2.1. Employment History Files
2.1.1. Overview
The Employment History Files are a set of job-level tables in the LEHD data. The source of the jobs data is earnings records collected by state unemployment insurance programs, called UI wage record data. These consist of quarterly reports of earnings for all UI-covered employees, provided by employers to states and shared with Census via a cooperative partnership. More information on UI-covered employment and wages is available in previous sections of this document.
The EHF file family consists of four tables:
Employment History File (EHF_ZZ)
This table contains annual records with quarterly earnings for each covered job in a state. This is a simple file that is relatively easy to use for research analysis.
Scope: State
Key: PIK SEIN SEINUNIT YEAR
Job History File (JHF_ZZ)
This is a wide file containing the earnings arrayed in quarterly variables for each job. In addition to the earnings available in the EHF, the JHF contains imputed establishments for multi-unit employers and successor-predecessor information. The earnings arrays in the JHF are also useful for calculating worker flows. Job spells may be recorded on multiple records in this table as a result of identifier changes or imputation.
Scope: State
Key: PIK SEIN SPELL_U2W
Earnings Indicators (EHF_US_INDICATORS)
This file contains flags indicating whether or not a PIK had earnings reported in any state in the LEHD system. This is useful for identifying bias in research samples using a subset of state UI data.
Scope: National
Key: PIK YEAR
Earnings Availability (EHF_US_AVAILABILITY)

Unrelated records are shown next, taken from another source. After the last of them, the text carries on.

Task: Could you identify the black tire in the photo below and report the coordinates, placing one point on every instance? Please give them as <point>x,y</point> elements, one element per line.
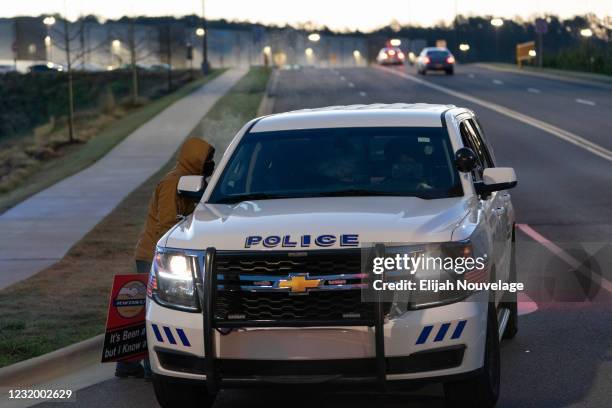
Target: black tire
<point>511,299</point>
<point>481,391</point>
<point>172,394</point>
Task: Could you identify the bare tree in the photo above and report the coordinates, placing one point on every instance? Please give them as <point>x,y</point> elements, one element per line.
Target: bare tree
<point>68,36</point>
<point>68,39</point>
<point>139,50</point>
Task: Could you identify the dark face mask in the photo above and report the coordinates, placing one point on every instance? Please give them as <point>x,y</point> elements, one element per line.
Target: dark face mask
<point>209,167</point>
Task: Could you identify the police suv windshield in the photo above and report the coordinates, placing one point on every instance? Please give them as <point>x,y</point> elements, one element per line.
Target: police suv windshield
<point>384,161</point>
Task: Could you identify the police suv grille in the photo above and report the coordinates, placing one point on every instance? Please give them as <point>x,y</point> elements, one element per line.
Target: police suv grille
<point>248,287</point>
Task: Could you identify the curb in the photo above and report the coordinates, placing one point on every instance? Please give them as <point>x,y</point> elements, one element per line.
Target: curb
<point>549,75</point>
<point>49,366</point>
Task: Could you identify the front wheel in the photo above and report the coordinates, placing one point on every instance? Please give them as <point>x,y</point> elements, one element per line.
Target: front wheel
<point>172,394</point>
<point>481,391</point>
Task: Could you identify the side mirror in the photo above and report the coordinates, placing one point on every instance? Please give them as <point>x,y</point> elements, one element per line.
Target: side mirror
<point>465,160</point>
<point>496,179</point>
<point>192,186</point>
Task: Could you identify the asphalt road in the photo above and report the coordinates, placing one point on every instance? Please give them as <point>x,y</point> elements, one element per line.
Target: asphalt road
<point>562,354</point>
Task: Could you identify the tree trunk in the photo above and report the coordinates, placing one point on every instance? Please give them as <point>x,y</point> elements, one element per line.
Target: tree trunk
<point>71,135</point>
<point>132,43</point>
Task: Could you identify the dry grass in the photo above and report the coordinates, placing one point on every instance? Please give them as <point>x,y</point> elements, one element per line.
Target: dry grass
<point>67,302</point>
<point>29,165</point>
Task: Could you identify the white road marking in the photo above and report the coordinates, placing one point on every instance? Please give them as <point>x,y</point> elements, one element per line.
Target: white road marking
<point>585,102</point>
<point>561,254</point>
<point>526,305</point>
<point>546,127</point>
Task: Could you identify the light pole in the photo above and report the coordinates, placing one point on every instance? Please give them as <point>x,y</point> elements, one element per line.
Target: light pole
<point>497,23</point>
<point>48,22</point>
<point>204,32</point>
<point>587,33</point>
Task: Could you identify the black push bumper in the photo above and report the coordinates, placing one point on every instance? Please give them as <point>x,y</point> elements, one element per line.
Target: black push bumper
<point>231,373</point>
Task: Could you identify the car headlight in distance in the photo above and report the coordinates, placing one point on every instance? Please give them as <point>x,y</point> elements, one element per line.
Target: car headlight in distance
<point>454,253</point>
<point>172,279</point>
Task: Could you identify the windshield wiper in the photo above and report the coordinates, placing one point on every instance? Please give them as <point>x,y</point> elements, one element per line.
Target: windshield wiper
<point>355,192</point>
<point>233,199</point>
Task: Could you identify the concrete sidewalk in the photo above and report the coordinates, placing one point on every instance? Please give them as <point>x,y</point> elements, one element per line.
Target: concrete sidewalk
<point>40,230</point>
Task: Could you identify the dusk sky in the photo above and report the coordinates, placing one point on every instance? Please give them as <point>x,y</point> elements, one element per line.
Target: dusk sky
<point>337,14</point>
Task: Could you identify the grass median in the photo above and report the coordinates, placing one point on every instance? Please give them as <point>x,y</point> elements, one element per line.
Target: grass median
<point>79,156</point>
<point>67,302</point>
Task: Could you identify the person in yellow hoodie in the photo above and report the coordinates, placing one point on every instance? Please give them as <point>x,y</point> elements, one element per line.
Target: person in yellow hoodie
<point>165,208</point>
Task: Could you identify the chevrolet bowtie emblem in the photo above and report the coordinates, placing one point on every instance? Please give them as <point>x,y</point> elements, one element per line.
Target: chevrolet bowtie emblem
<point>299,283</point>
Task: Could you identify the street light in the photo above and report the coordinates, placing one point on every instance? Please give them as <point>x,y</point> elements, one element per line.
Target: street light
<point>497,23</point>
<point>587,33</point>
<point>49,21</point>
<point>205,64</point>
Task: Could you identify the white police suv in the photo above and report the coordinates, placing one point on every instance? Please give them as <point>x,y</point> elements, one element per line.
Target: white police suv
<point>263,285</point>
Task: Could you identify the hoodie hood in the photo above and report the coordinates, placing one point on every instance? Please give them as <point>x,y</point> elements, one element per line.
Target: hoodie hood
<point>192,156</point>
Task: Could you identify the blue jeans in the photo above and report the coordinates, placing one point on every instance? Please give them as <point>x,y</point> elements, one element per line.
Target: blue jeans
<point>132,366</point>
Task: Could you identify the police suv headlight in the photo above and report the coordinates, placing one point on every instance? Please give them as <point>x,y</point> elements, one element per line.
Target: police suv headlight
<point>172,279</point>
<point>441,267</point>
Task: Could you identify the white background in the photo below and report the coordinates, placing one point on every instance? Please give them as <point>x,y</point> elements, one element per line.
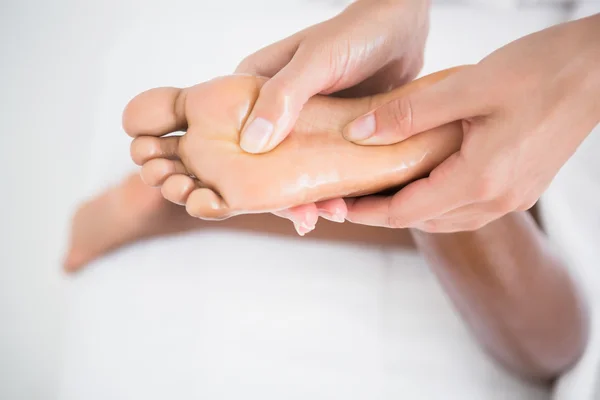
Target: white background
<point>55,59</point>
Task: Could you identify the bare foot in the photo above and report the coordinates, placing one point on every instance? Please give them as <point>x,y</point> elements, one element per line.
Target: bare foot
<point>123,214</point>
<point>133,211</point>
<point>206,170</point>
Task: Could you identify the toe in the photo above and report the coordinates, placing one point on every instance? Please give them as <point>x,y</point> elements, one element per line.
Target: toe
<point>156,171</point>
<point>205,204</point>
<point>177,188</point>
<point>304,217</point>
<point>146,148</point>
<point>333,210</point>
<point>156,112</point>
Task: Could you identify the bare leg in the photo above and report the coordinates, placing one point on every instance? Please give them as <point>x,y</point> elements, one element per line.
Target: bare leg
<point>133,211</point>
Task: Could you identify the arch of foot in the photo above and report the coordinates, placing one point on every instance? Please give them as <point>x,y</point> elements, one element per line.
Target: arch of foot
<point>206,170</point>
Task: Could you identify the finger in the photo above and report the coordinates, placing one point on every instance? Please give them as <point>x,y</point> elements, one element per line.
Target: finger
<point>446,188</point>
<point>386,79</point>
<point>333,210</point>
<point>270,59</point>
<point>448,224</point>
<point>452,98</point>
<point>371,210</point>
<point>280,101</point>
<point>304,217</point>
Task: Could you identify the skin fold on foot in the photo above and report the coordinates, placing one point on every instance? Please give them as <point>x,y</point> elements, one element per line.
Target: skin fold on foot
<point>206,170</point>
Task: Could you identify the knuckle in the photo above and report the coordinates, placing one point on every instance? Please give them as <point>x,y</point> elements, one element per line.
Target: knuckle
<point>247,65</point>
<point>509,202</point>
<point>474,225</point>
<point>486,189</point>
<point>527,204</point>
<point>431,226</point>
<point>396,222</point>
<point>399,113</point>
<point>276,89</point>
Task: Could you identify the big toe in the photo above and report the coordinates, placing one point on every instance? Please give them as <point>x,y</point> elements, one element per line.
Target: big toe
<point>156,112</point>
<point>177,188</point>
<point>155,172</point>
<point>206,204</point>
<point>146,148</point>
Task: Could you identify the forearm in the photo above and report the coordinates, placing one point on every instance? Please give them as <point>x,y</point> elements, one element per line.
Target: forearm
<point>515,295</point>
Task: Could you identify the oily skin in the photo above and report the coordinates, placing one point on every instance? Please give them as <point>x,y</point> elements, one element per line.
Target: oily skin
<point>207,171</point>
<point>514,294</point>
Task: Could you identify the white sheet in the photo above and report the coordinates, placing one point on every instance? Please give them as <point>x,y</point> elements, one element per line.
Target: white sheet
<point>183,317</point>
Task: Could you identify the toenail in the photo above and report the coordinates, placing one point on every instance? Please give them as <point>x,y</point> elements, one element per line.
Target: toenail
<point>361,128</point>
<point>256,135</point>
<point>335,217</point>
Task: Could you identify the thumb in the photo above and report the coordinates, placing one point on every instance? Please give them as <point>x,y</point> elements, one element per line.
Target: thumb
<point>425,106</point>
<point>280,100</point>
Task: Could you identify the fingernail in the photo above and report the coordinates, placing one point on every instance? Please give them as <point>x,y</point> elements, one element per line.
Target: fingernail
<point>256,135</point>
<point>362,128</point>
<point>335,217</point>
<point>303,228</point>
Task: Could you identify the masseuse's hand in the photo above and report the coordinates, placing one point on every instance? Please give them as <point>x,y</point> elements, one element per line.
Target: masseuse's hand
<point>525,109</point>
<point>371,47</point>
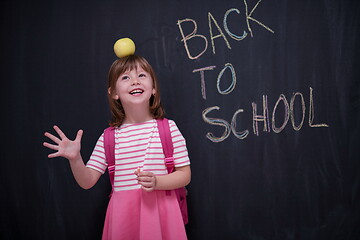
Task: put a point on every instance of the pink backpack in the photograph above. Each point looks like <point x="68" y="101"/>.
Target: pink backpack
<point x="168" y="149"/>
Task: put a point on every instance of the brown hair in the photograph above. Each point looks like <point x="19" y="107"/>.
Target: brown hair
<point x="119" y="67"/>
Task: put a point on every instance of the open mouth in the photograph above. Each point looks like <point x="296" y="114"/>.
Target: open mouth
<point x="136" y="92"/>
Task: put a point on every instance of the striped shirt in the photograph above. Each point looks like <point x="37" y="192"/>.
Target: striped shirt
<point x="138" y="146"/>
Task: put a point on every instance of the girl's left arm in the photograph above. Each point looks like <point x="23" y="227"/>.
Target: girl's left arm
<point x="177" y="179"/>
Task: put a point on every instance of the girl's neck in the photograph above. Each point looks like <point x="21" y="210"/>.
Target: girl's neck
<point x="136" y="115"/>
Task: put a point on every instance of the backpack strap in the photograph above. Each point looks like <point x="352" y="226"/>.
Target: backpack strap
<point x="109" y="146"/>
<point x="166" y="142"/>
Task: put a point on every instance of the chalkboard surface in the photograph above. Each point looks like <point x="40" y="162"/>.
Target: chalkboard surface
<point x="266" y="94"/>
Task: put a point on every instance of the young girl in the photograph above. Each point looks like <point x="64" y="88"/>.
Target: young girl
<point x="139" y="207"/>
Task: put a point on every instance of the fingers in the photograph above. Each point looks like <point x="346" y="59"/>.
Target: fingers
<point x="51" y="146"/>
<point x="79" y="135"/>
<point x="52" y="137"/>
<point x="147" y="180"/>
<point x="59" y="132"/>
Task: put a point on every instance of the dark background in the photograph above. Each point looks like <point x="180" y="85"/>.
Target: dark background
<point x="303" y="184"/>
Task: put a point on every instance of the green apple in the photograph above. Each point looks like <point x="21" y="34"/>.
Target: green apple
<point x="124" y="47"/>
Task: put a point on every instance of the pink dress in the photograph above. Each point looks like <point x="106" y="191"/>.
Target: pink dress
<point x="134" y="214"/>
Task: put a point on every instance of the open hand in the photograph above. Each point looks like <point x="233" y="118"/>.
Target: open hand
<point x="63" y="146"/>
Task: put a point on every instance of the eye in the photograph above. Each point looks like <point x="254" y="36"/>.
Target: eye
<point x="124" y="77"/>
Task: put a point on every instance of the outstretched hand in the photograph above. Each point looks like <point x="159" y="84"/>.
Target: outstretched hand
<point x="63" y="146"/>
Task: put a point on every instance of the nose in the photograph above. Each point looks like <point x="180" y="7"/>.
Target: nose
<point x="135" y="81"/>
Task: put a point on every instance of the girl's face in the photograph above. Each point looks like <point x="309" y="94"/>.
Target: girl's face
<point x="134" y="87"/>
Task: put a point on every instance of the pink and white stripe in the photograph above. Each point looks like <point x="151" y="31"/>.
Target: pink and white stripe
<point x="138" y="146"/>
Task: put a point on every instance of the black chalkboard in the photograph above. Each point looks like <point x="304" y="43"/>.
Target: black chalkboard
<point x="266" y="93"/>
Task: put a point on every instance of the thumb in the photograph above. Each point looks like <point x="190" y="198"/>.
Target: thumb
<point x="79" y="135"/>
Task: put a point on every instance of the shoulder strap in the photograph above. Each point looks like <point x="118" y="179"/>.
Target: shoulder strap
<point x="109" y="145"/>
<point x="166" y="141"/>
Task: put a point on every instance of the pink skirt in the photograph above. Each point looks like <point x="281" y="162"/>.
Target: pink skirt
<point x="140" y="215"/>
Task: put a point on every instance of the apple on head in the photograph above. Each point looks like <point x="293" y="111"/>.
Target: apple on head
<point x="124" y="47"/>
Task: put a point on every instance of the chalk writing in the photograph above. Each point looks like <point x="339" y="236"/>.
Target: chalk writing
<point x="276" y="122"/>
<point x="202" y="78"/>
<point x="212" y="21"/>
<point x="261" y="118"/>
<point x="233" y="78"/>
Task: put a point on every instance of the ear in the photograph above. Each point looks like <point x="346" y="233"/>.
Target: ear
<point x="114" y="96"/>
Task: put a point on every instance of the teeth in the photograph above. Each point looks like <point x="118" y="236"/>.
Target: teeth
<point x="136" y="91"/>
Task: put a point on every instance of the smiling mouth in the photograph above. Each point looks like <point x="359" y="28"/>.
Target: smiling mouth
<point x="136" y="91"/>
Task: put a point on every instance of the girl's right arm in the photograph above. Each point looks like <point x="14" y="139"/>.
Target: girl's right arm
<point x="85" y="177"/>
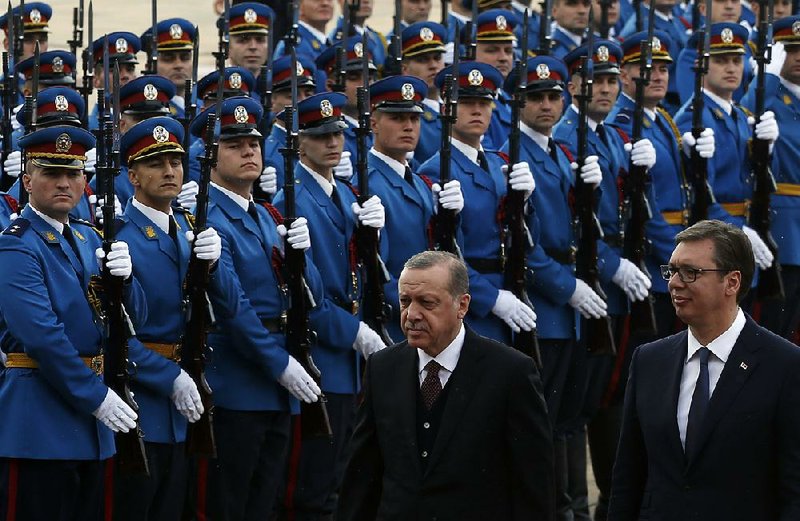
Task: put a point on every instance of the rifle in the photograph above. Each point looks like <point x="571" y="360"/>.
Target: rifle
<point x="587" y="226"/>
<point x="131" y="456"/>
<point x="199" y="313"/>
<point x="643" y="318"/>
<point x="299" y="337"/>
<point x="375" y="274"/>
<point x="701" y="196"/>
<point x="517" y="234"/>
<point x="770" y="281"/>
<point x="445" y="220"/>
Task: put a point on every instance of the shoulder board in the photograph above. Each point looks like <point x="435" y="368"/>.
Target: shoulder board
<point x="274" y="213"/>
<point x="18" y="227"/>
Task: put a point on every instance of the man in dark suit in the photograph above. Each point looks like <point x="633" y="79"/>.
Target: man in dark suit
<point x="453" y="425"/>
<point x="711" y="423"/>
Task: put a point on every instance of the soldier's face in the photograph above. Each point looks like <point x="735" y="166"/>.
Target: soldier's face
<point x="499" y="55"/>
<point x="157" y="180"/>
<point x="176" y="66"/>
<point x="54" y="191"/>
<point x="248" y="50"/>
<point x="425" y="66"/>
<point x="396" y="133"/>
<point x="429" y="315"/>
<point x="724" y="74"/>
<point x="543" y="110"/>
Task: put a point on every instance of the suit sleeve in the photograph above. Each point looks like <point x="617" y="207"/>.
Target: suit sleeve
<point x="530" y="444"/>
<point x="362" y="486"/>
<point x="630" y="467"/>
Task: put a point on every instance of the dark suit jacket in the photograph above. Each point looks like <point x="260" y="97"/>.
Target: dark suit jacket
<point x="493" y="455"/>
<point x="748" y="464"/>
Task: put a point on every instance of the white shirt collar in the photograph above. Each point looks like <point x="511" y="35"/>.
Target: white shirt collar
<point x="58" y="225"/>
<point x="327" y="186"/>
<point x="158" y="217"/>
<point x="448" y="358"/>
<point x="537" y="137"/>
<point x="397" y="166"/>
<point x="727" y="106"/>
<point x="238" y="199"/>
<point x="721" y="346"/>
<point x="317" y="34"/>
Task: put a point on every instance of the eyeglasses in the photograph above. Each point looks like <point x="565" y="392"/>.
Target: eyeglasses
<point x="686" y="274"/>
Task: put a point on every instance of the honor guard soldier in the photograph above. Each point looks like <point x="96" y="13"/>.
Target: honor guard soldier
<point x="495" y="46"/>
<point x="729" y="173"/>
<point x="122" y="48"/>
<point x="175" y="43"/>
<point x="160" y="242"/>
<point x="273" y="177"/>
<point x="781" y="95"/>
<point x="248" y="366"/>
<point x="343" y="339"/>
<point x="59" y="417"/>
<point x="494" y="311"/>
<point x="249" y="26"/>
<point x="423" y="57"/>
<point x="354" y="56"/>
<point x="557" y="295"/>
<point x="621" y="279"/>
<point x="410" y="202"/>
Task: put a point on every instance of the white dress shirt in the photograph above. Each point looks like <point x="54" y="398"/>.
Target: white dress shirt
<point x="448" y="359"/>
<point x="720" y="349"/>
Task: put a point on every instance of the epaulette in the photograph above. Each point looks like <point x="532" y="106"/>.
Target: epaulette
<point x="18" y="227"/>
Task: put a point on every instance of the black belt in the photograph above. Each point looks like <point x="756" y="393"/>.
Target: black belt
<point x="561" y="256"/>
<point x="485" y="265"/>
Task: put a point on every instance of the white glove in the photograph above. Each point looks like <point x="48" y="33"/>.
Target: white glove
<point x="115" y="414"/>
<point x="119" y="259"/>
<point x="298" y="382"/>
<point x="450" y="197"/>
<point x="705" y="144"/>
<point x="91" y="160"/>
<point x="13" y="164"/>
<point x="344" y="170"/>
<point x="587" y="301"/>
<point x="186" y="397"/>
<point x="299" y="236"/>
<point x="268" y="180"/>
<point x="188" y="194"/>
<point x="367" y="341"/>
<point x="590" y="171"/>
<point x="371" y="213"/>
<point x="515" y="313"/>
<point x="521" y="178"/>
<point x="633" y="282"/>
<point x="208" y="246"/>
<point x="763" y="256"/>
<point x="643" y="153"/>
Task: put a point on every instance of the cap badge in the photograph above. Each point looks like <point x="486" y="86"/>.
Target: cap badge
<point x="475" y="78"/>
<point x="326" y="109"/>
<point x="160" y="134"/>
<point x="240" y="114"/>
<point x="63" y="143"/>
<point x="726" y="35"/>
<point x="121" y="45"/>
<point x="175" y="31"/>
<point x="150" y="92"/>
<point x="235" y="80"/>
<point x="543" y="71"/>
<point x="62" y="105"/>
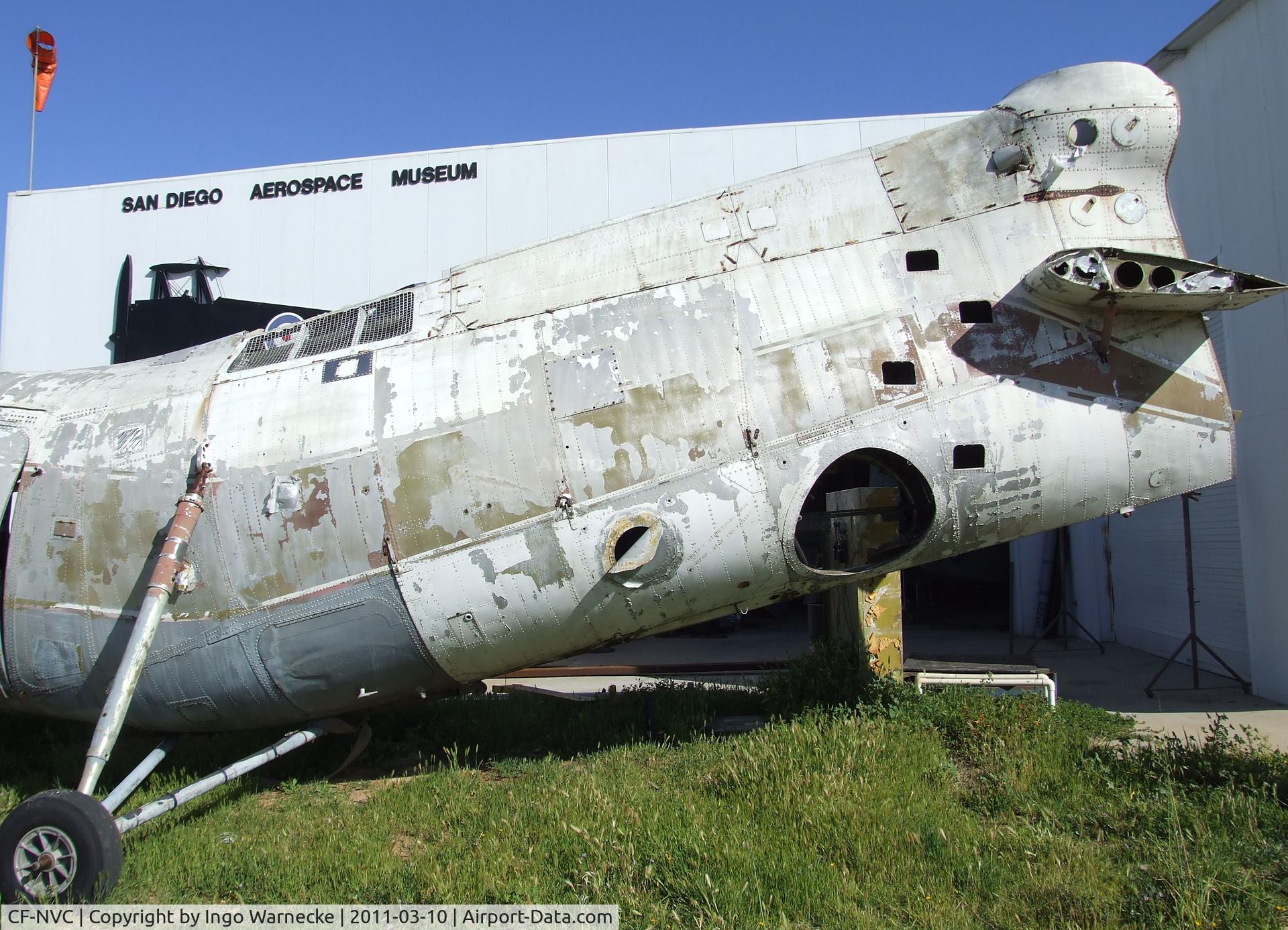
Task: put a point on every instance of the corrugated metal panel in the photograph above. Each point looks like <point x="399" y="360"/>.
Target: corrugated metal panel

This file provides quarter ranges for which state data is available in the EHF and JHF tables. This is useful for identifying bias in research samples.
Scope: National
Key: STATE
Researchers are encouraged to request all four of the job-level files described for analysis. The most useful file for most researchers is the JHF. However, the EHF can be useful for analyses where establishment-level characteristics or the longitudinal nature of the job is less important than person-level earnings. The last indicators and availabilitiy tables are useful for situations where sample bias or left-censoring of job histories might be an issue.
2.1.2. User Guidance
Identifiers: Employers vs. Firms vs. Establishments
UI wage records are reported at the state tax identifier level (SEIN) for all states - except for Minnesota where they are reported at the establishment level (SEINUNIT). We typically refer to SEINs as employers in this document, but users should be aware they are fundamentally a tax entity and distinct from an establishment or a firm. While identifiers that correspond to the definition of a firm as used by the Longitudinal Business Database (LBD) are available in the ECF T26 file, job-level and employer-level files are generally linked at either the employer or establishment level.
For further details on the definition and usage of each identifier, see the ECF documentation.
For further details on our establishment imputation methodology, see sections below.
Counting Jobs and Constructing Longitudinal Job Histories on the JHF
On the JHF, job spells are arrayed wide by quarter using qtime indexing. There can be one or many records per PIK-SEIN, depending on firm structure and information availability.
Single establishment employer (SEIN)
There is one record per PIK-SEIN for these jobs. The establishment will be 00000.
Multi establishment employer (SEIN) with impute
The PIK-SEIN record will have ten imputes of the establishment attached to it.
In cases where a worker leaves an employer for more than a year or the establishment structure changes significantly (births/deaths), the JHF record may be broken into multiple records by quarter ranges.
The establishment impute is performed independently for each record on the JHF.
Multi establishment employer (SEIN) with direct reporting (MN only)
There will be one record for each PIK-SEIN-SEINUNIT when there is regular reporting of the establishment on the UI record.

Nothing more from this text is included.